Some repeat orders are more useful than long conversations. This one was simple and honest.
A contractor in Alabama first tested a heavy-cut grit and said it “functioned perfectly.” Then he moved straight to the next pain point: “Clockwise cut… removing thinset on some jobs and several coats of epoxy with quartz on others… pads with tungsten wear bars are not aggressive enough.”
That’s the moment most coating-removal workflows either get faster — or get messy.
Setup A: Clockwise PCD (when removal must “bite”)

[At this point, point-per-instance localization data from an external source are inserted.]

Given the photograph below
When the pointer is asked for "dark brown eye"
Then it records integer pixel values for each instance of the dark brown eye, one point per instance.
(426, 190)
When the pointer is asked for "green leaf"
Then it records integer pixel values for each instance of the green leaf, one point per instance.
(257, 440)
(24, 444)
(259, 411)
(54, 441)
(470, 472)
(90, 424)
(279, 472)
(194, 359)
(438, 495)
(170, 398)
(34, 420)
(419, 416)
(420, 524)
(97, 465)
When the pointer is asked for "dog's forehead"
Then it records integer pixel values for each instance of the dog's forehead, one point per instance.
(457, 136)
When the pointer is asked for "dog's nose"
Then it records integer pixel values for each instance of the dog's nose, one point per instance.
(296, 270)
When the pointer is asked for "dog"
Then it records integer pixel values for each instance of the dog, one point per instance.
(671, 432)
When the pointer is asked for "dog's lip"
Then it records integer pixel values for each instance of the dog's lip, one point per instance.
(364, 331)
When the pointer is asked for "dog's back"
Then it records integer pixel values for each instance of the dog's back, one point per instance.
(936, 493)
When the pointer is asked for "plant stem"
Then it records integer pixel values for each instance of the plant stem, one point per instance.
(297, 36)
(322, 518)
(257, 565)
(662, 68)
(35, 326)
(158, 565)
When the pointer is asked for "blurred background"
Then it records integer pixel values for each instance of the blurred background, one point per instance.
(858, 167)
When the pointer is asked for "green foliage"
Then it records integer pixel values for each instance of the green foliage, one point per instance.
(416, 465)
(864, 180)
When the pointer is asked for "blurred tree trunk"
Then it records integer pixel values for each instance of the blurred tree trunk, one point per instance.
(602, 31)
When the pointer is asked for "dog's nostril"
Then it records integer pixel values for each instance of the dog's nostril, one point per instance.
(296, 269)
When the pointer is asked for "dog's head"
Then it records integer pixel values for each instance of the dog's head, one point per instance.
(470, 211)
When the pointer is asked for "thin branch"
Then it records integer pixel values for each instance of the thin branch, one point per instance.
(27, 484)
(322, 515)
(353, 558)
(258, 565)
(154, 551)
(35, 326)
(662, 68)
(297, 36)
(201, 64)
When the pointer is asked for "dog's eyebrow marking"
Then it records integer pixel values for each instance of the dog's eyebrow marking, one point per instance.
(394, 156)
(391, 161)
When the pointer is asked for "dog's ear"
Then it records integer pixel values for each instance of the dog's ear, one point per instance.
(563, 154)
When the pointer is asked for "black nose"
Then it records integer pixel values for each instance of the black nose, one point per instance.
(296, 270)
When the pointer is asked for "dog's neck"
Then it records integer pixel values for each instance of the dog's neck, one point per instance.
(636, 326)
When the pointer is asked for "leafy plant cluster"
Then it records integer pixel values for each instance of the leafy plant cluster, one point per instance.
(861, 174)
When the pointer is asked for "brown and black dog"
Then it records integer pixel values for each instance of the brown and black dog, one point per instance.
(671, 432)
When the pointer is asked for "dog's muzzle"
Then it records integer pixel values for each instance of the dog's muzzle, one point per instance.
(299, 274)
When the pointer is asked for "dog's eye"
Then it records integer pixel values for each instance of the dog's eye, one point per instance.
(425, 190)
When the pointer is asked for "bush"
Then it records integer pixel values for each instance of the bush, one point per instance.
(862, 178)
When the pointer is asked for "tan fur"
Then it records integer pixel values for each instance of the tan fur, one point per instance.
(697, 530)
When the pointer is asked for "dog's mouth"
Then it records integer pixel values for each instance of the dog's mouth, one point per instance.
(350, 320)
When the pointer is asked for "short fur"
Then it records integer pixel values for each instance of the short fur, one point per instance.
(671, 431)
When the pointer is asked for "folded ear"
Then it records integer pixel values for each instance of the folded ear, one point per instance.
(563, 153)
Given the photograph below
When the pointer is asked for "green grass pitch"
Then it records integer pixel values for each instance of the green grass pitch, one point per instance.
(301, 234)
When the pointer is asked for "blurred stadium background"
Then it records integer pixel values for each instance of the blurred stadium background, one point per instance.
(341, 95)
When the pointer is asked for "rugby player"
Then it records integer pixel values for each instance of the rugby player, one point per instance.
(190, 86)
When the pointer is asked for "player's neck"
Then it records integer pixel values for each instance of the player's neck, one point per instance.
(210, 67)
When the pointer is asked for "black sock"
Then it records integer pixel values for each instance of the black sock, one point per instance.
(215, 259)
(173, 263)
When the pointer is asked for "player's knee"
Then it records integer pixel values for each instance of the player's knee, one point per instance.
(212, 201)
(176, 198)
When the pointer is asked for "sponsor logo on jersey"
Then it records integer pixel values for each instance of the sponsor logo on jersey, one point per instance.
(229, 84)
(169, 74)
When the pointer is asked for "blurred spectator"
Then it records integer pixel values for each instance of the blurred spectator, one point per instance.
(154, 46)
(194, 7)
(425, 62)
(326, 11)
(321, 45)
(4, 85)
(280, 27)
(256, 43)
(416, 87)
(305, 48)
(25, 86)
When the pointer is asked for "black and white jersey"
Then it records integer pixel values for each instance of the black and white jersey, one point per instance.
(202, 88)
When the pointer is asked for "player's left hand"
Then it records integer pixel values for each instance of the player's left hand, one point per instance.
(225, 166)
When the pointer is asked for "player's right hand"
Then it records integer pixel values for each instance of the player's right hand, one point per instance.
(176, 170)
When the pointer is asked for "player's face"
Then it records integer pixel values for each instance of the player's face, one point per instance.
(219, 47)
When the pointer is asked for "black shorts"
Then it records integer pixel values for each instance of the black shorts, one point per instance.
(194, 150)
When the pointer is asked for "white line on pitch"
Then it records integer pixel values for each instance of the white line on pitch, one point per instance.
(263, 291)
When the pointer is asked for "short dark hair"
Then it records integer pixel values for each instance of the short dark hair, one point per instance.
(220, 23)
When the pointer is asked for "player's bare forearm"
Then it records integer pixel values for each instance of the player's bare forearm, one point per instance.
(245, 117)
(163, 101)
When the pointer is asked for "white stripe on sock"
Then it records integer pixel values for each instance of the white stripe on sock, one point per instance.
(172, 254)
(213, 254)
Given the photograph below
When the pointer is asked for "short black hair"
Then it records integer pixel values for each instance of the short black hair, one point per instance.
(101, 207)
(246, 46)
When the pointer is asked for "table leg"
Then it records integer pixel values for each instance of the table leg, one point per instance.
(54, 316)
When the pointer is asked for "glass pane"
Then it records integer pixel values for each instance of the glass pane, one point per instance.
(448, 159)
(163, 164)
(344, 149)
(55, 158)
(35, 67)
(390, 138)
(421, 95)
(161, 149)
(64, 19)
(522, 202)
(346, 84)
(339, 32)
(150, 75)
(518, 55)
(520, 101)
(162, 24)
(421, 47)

If your problem is thinset residue or epoxy with quartz broadcast, and scraper-style wear bars aren’t aggressive enough, clockwise PCD is usually the cleanest first step. Direction matters because PCD is directional tooling: match the grinder rotation to the tool direction to reduce pull and improve control.
Use case: thinset removal, epoxy/quartz coating removal, glue/mastic stripping.
Recommended page (verified): Lavina PCD coating removal tool with CW/CCW option.
Setup B: 20/30 Extra Soft Bond (when you must cut the concrete itself)
This is a different job. The goal isn’t “remove soft material.” The goal is to cut extra-hard concrete (including slabs cured with curing compounds), shave down high spots, and still leave enough profile so low areas bond well under epoxy.
That’s where 20/30 grit + extra soft bond helps: on very hard slabs, a softer bond can expose diamonds faster and keep the tool cutting instead of skating.
How to choose between A and B (fast decision rule)
- If you’re mainly fighting thinset/epoxy/quartz coating that won’t release → start with clockwise PCD.
- If the slab itself is extremely hard and you must cut/flatten high spots for epoxy prep → start with 20/30 extra soft bond metal diamonds.
Jobsite requirements (to avoid problems)
- Keep the machine moving; avoid parking in one spot (reduces gouging).
- Test a small area first to feel pull/chatter and confirm the profile you want.
- Plan the next step: after removal, most crews switch to metal grinding to control scratch pattern and flatten the surface.